A terme, les radars tourelles seront déployés sur tout le territoire dans une logique de leurre. Cela signifie que sur toutes les cabines qui vont être installées, seulement une partie d'entre elles seront réellement équipées d'un radar actif, les autres seront vides et ne seront que des leurres et cela à raison d'un ratio d'environ 1 cabine équipée pour 4 ou 5 vides.

Pour que le système soit efficace, les systèmes radars seront déplacés régulièrement et aléatoirement entre toutes les cabines et ce sont bien sûr des prestataires privés qui seront chargés de ce travail au regard des mêmes marchés publics que ceux qui prévalent pour leur déploiement.

Dans le nord de la France, c'est donc toujours le groupement SPIE/CEGELEC qui sera chargé du déplacement des systèmes radars entre les cabines. Mais contrairement à la pose, ce sont cette fois plutôt les employés de CEGELEC qui devraient être chargés de cette mission.

Dans le sud de la France, c'est toujours AXIMUM qui aura en charge le déplacement du radar entre les cabines.

Enfin, en Outre-Mer, ce sont bien les techniciens du groupement SATELEC/INEO qui effectueront le changement de cabines des systèmes radars. Ce sont d'ailleurs eux qui vont avoir la primeur de ce travail car avant la fin de l'année, les radars tourelles commenceront à tourner de cabines en cabines en Guadeloupe.

Pour la métropole, l'heure est au remplacement des cabines radars détruites ces derniers mois, la logique de radars leurres n'arrivera que dans le courant de l'année 2020.

Trois marchés différents

Comme on l'a vu, les entreprises qui bénéficient de la manne financière apportée par les radars tourelles sont nombreuses. Mais avec la multiplicité des marchés publics selon les tâches et le fait que ces marchés contiennent pour la plupart d'autres prestations que celles qui concernent les radars tourelles, il est impossible de déterminer exactement les montants consacrés.

Pour résumer:

- IDEMIA est rémunérée au moins 102 M€ pour développer et fournir les radars tourelles et les cabines.

- SPIE et CEGELEC sont rémunérées sur une partie des 132 M€ du marché public de maintenance des radars déplaçables pour l'installation des radars tourelles, la maintenance et le déplacement des radars tourelles dans le nord de la France. Une autre partie de ce marché concerne la maintenance et le déplacement des radars autonomes.

- AXIMIM est rémunéré sur une partie des 71 M€ du marché public de maintenance des radars déplaçables pour l'installation des radars tourelles, la maintenance et le déplacement des radars tourelles dans le sud de la France. Une autre partie de ce marché concerne la maintenance et le déplacement des radars autonomes.

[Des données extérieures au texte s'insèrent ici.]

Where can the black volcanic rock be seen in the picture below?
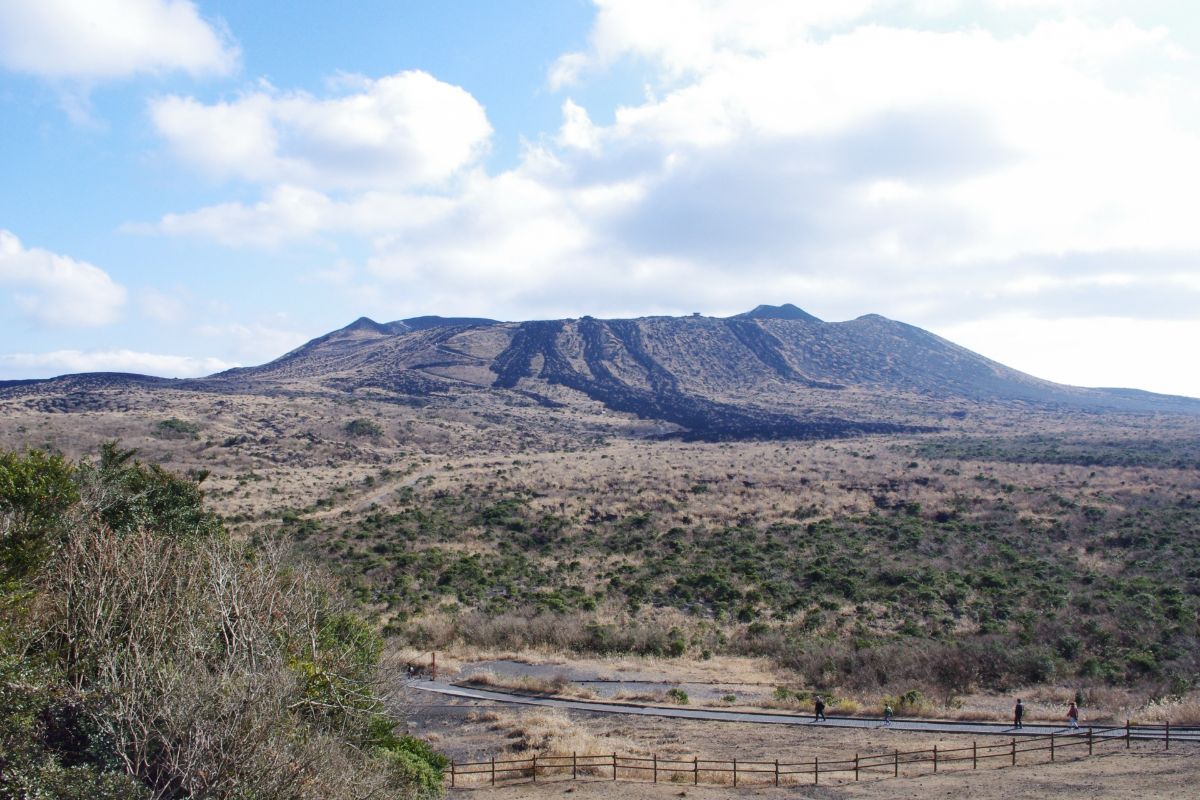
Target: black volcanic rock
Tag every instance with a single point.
(787, 311)
(775, 372)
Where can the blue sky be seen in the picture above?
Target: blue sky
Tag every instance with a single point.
(190, 186)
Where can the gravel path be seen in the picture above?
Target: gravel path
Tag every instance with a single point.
(765, 717)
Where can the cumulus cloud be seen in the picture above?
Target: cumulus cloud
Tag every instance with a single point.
(48, 365)
(253, 342)
(402, 130)
(100, 40)
(57, 289)
(849, 157)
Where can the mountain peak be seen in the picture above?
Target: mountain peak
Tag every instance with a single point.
(787, 311)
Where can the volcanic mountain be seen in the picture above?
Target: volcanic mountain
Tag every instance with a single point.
(773, 372)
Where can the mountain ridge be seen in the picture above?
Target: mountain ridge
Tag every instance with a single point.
(773, 372)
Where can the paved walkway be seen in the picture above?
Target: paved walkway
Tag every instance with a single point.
(767, 717)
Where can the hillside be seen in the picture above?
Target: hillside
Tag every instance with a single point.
(774, 372)
(862, 501)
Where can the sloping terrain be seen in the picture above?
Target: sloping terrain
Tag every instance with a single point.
(774, 372)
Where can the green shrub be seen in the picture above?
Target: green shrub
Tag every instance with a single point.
(364, 427)
(677, 696)
(177, 428)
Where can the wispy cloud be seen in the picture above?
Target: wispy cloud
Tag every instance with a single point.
(91, 41)
(57, 289)
(58, 362)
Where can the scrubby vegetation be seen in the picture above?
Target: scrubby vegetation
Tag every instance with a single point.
(143, 654)
(177, 428)
(364, 427)
(882, 567)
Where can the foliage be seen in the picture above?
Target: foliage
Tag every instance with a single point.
(677, 696)
(177, 428)
(364, 427)
(143, 654)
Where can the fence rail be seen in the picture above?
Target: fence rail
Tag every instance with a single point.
(717, 771)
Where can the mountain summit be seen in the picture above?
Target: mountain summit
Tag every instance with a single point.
(773, 372)
(787, 311)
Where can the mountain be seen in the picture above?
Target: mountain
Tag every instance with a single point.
(773, 372)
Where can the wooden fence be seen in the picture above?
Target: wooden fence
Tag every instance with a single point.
(765, 773)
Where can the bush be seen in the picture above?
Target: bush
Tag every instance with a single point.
(364, 427)
(177, 428)
(144, 654)
(677, 696)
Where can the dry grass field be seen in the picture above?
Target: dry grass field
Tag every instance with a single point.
(474, 732)
(1012, 551)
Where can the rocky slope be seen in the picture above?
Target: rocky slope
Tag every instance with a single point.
(774, 372)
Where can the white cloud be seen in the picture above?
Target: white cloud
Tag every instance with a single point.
(402, 130)
(293, 212)
(162, 307)
(849, 157)
(99, 40)
(57, 289)
(1089, 352)
(48, 365)
(256, 342)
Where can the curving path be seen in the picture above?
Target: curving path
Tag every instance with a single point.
(1191, 734)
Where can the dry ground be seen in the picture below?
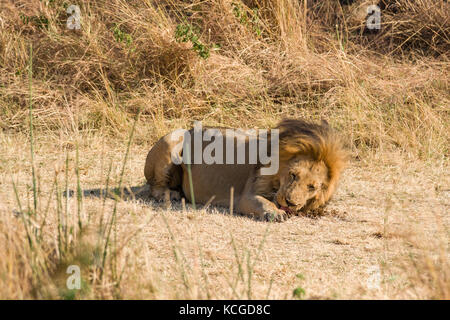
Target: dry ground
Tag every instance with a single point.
(237, 63)
(389, 215)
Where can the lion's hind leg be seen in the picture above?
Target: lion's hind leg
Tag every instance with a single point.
(163, 176)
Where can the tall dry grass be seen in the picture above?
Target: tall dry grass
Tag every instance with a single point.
(267, 59)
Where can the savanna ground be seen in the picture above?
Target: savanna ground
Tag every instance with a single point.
(72, 190)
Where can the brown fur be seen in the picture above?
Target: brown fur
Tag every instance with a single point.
(311, 158)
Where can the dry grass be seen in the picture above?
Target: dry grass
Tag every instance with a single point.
(386, 92)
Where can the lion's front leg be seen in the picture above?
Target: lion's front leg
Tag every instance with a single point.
(163, 176)
(260, 208)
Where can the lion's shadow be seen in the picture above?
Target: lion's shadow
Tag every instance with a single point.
(141, 195)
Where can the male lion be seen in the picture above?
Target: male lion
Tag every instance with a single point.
(311, 158)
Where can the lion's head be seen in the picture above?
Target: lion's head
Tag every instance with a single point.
(311, 159)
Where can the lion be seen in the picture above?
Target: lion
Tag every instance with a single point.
(310, 159)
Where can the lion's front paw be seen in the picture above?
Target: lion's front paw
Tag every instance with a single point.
(276, 216)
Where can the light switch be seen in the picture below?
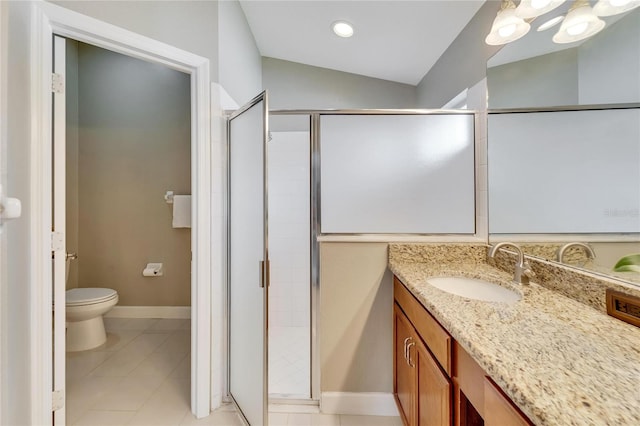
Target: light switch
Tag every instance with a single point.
(10, 208)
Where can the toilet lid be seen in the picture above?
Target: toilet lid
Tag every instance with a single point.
(80, 296)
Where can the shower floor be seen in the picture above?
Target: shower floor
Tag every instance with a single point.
(289, 362)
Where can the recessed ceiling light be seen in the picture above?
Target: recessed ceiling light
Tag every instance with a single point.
(550, 23)
(342, 29)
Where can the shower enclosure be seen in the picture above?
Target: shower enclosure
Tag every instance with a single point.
(331, 176)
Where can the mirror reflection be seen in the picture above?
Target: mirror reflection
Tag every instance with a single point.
(536, 72)
(561, 190)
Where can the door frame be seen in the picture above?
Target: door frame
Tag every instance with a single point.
(48, 19)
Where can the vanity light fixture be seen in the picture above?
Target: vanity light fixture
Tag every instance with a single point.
(507, 26)
(533, 8)
(342, 29)
(579, 23)
(614, 7)
(550, 23)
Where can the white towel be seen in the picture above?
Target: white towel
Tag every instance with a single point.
(182, 211)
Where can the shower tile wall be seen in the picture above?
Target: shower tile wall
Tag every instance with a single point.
(289, 229)
(289, 252)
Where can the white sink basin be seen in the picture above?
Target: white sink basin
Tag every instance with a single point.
(475, 289)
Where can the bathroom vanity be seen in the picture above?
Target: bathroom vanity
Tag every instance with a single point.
(545, 359)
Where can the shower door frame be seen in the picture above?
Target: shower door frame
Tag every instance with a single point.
(49, 19)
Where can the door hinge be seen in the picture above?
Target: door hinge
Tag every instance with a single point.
(57, 83)
(57, 241)
(57, 400)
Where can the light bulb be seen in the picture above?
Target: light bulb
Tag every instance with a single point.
(618, 3)
(342, 29)
(578, 28)
(507, 30)
(540, 4)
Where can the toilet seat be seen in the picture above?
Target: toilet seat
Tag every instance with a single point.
(89, 296)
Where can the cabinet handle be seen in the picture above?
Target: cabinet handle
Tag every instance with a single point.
(409, 354)
(405, 348)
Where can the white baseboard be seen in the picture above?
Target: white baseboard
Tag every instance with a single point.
(358, 403)
(167, 312)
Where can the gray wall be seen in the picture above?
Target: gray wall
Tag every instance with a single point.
(16, 320)
(134, 145)
(297, 86)
(540, 81)
(609, 64)
(72, 152)
(188, 25)
(240, 63)
(463, 64)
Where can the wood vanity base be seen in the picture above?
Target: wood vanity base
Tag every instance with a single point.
(435, 381)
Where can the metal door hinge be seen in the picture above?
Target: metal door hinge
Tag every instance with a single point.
(57, 241)
(57, 83)
(57, 401)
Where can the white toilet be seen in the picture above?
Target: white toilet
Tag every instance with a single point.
(85, 308)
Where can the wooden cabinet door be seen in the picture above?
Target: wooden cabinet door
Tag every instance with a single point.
(434, 389)
(498, 409)
(404, 383)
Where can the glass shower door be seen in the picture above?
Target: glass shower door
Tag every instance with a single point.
(248, 260)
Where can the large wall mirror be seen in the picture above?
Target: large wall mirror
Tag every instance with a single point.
(564, 145)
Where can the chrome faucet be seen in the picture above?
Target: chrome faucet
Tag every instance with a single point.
(587, 248)
(523, 270)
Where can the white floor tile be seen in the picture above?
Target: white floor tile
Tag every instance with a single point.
(79, 364)
(278, 419)
(170, 324)
(325, 420)
(151, 415)
(346, 420)
(128, 395)
(289, 362)
(216, 418)
(299, 420)
(105, 418)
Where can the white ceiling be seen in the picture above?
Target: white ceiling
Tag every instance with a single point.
(394, 40)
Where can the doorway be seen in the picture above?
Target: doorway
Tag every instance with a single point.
(127, 143)
(47, 20)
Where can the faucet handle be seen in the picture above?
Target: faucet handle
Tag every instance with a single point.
(524, 274)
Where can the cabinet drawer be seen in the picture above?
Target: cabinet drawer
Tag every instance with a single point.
(436, 338)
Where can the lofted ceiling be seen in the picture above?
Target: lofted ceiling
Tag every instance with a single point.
(394, 40)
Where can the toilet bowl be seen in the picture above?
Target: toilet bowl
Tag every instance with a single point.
(85, 308)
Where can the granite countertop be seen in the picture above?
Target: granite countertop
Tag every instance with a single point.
(561, 362)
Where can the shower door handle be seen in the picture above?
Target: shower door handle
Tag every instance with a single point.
(265, 273)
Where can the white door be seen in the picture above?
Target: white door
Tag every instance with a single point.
(59, 230)
(248, 260)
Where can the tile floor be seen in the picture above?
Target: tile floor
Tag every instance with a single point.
(140, 377)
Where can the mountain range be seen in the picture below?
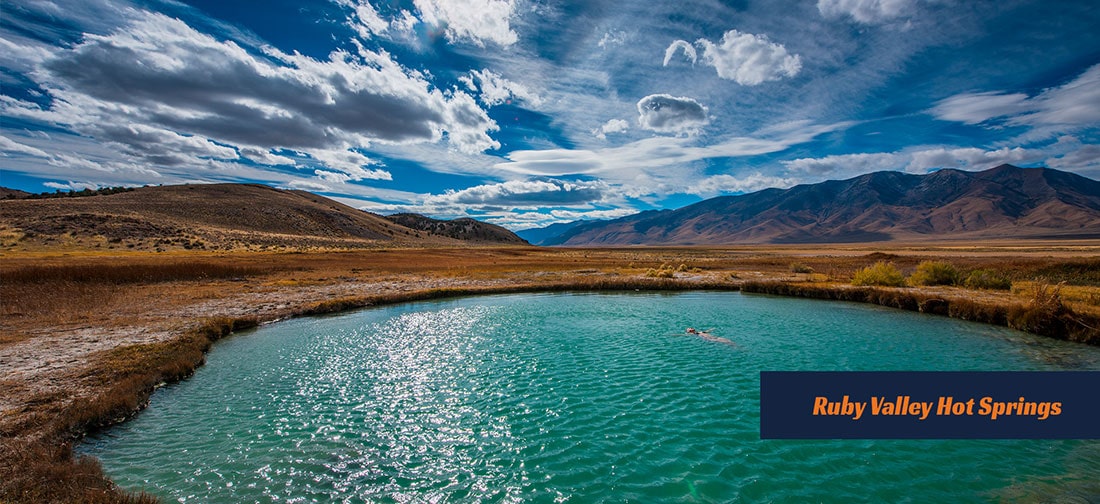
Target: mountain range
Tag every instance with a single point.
(1001, 203)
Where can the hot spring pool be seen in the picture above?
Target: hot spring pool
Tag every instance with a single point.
(574, 397)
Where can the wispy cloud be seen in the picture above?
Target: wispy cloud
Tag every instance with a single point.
(1069, 106)
(866, 11)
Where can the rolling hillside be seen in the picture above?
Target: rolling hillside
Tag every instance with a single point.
(460, 229)
(211, 217)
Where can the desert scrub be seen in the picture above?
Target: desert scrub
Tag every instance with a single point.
(934, 273)
(800, 267)
(664, 272)
(881, 274)
(987, 280)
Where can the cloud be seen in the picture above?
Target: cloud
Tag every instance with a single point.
(746, 58)
(919, 160)
(967, 159)
(614, 125)
(365, 19)
(680, 45)
(548, 192)
(1067, 107)
(671, 114)
(476, 21)
(166, 146)
(975, 108)
(351, 163)
(496, 90)
(12, 146)
(844, 165)
(613, 37)
(265, 156)
(655, 154)
(866, 11)
(72, 185)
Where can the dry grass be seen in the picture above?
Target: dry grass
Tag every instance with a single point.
(43, 294)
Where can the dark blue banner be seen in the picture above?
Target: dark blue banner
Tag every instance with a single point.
(930, 405)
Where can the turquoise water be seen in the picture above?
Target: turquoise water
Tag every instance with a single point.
(574, 397)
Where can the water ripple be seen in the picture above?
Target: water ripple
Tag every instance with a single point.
(572, 398)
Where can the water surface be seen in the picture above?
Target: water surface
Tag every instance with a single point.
(574, 397)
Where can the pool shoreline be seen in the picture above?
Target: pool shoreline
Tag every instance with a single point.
(40, 444)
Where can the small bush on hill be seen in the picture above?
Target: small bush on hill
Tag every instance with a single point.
(934, 273)
(880, 273)
(799, 267)
(987, 280)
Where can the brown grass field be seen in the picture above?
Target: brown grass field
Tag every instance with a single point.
(86, 335)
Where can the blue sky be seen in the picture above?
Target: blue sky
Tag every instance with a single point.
(530, 112)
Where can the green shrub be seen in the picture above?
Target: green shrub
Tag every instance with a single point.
(987, 280)
(934, 273)
(663, 272)
(880, 273)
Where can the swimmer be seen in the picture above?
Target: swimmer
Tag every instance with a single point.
(707, 336)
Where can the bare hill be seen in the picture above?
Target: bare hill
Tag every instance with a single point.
(217, 216)
(1002, 203)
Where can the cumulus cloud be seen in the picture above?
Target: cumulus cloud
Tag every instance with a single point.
(475, 21)
(671, 114)
(614, 125)
(365, 19)
(609, 39)
(680, 45)
(746, 58)
(866, 11)
(495, 89)
(657, 154)
(1073, 105)
(157, 85)
(548, 192)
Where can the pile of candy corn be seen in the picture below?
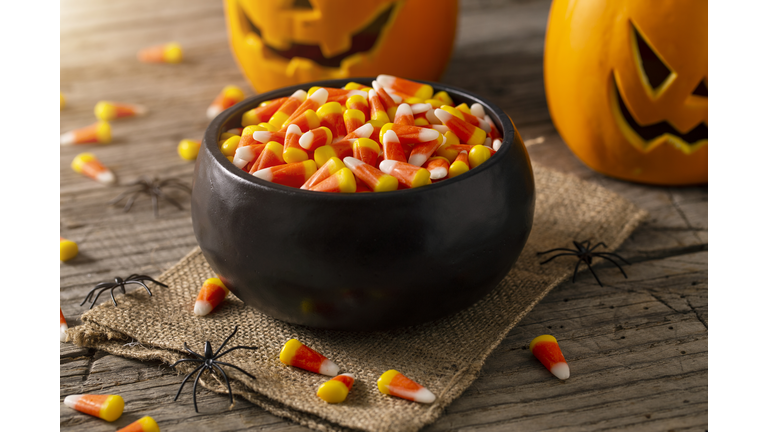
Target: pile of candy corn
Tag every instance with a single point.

- SATELEC et INEO sont rémunérés sur une partie des 62 M€ du marché de maintenance des radars automatiques pour le démontage des radars fixes existants, l'installation des radars tourelles, la maintenance et le déplacement des radars tourelles en Outre-Mer. Mais la plus grosse part de ce marché concerne la maintenance des radars fixes en métropole.